É chocante, mas ainda tem gente que, em plena luz do dia e ocupando cargo público, tem coragem de defender a escravatura cognitiva de crianças pobres.

Leiam esta notícia sobre a disputa do MEC com o CNE sobre a alfabetização, cujos destaques mostro a seguir:

Enquanto o MEC só tem coragem suficiente para dizer que o aluno vai estar alfabetizado até o fim do 2º ano do Fundamental, quando seus pares de países desenvolvidos já chegam ao 1º ano (quando estão por volta dos 6 anos) praticamente alfabetizados, apenas consolidando alguns processos, como ler palavras mais longas e desconhecidas e escrever textos usando palavras conhecidas escritas com correspondência fonética, o CNE resolve brincar de fazer oposição ao Governo Temer, jogando para sua própria claque inconformada e usando o interesse das crianças brasileiras como escudo.

Abaixo segue a posição do MEC, declarada por sua Secretária Executiva, Maria Helena Guimarães de Castro.

“Defendemos a alfabetização até o final do 2º ano, quando a criança tem 8 anos.
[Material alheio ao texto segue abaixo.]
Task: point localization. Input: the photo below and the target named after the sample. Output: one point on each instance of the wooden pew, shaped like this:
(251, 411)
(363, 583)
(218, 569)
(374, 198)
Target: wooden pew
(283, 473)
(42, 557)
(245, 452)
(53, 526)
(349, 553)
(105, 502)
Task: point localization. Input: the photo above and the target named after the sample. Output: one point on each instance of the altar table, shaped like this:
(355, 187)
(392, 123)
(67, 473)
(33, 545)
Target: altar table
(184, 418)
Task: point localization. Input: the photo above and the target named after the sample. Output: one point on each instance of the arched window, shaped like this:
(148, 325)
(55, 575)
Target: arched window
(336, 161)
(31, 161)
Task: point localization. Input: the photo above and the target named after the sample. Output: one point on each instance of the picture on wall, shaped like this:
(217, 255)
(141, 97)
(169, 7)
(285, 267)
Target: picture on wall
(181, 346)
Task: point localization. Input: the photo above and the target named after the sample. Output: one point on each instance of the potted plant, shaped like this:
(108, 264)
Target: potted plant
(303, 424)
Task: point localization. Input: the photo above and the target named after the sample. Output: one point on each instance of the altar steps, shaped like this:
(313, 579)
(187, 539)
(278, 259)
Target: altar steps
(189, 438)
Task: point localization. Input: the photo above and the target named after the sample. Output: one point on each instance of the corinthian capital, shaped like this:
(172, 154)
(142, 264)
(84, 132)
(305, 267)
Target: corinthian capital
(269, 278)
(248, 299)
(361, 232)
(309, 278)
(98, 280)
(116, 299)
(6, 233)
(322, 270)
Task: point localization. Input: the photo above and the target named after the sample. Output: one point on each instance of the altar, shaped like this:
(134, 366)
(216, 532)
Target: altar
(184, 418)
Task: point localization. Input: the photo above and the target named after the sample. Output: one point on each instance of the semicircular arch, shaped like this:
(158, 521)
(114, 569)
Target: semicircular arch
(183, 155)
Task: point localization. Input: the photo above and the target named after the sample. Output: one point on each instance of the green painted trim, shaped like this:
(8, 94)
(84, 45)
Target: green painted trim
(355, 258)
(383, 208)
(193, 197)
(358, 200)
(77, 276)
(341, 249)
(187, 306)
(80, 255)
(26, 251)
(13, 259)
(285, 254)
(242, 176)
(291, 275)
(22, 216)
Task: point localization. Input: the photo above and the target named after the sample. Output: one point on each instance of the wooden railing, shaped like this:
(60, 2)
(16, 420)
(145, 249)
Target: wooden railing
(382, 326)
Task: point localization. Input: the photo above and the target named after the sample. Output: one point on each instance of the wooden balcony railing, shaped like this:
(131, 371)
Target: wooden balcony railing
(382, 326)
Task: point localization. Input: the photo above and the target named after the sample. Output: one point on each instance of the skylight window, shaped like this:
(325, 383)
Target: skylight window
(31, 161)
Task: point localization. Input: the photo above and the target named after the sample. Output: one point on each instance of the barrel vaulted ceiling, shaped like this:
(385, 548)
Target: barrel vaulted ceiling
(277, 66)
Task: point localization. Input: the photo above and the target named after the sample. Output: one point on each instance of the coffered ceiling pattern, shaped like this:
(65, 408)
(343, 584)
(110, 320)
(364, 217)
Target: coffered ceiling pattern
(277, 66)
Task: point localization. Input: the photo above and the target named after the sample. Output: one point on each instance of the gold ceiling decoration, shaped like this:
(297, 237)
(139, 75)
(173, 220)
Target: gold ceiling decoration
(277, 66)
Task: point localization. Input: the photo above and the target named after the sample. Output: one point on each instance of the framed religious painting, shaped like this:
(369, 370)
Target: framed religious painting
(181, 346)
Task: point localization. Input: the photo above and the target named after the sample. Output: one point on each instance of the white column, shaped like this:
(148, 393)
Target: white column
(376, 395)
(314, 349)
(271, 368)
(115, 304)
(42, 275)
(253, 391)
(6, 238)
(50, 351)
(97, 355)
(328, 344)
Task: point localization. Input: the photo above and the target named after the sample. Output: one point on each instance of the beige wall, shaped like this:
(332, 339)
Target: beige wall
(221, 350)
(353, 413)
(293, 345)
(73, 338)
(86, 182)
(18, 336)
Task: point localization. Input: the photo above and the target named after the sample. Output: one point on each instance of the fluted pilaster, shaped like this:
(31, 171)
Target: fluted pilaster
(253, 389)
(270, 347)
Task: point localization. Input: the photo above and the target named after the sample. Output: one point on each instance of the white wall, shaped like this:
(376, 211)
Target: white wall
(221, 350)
A posição do CNE é diferente, mas por enquanto não há nenhuma decisão tomada.”

Vejam a posição do CNE:

O conselheiro do CNE Cesar Callegari reafirma que ainda não houve deliberação, mas este é um ponto de discordância. “O CNE não deliberou a respeito disso. É um tema que está sendo levantado nas audiências públicas, mas ainda vamos produzir pareceres que vão a voto. O CNE é contrário [à alfabetização no 2º ano], mas não houve deliberação. O assunto está em discussão.”

Como é que é, cara pálida?? O CNE é contrário à alfabetização ser concluída no 2º ano?? Baseado em que tipo de dado, informação, pesquisa??

Bom, eu também sou, mas porque as pesquisas e os dados de avaliação mostram que a maioria das crianças dos países desenvolvidos E AS CRIANÇAS QUE TÊM A SORTE DE MORAR EM SOBRAL, NO SERTÃO DO CEARÁ, APRENDEM, entre os 5 e 6 anos de idade, a decodificar as letras e sílabas, a compreender o que leem, a redigir textos simples e que fazem sentido para elas e seus pares!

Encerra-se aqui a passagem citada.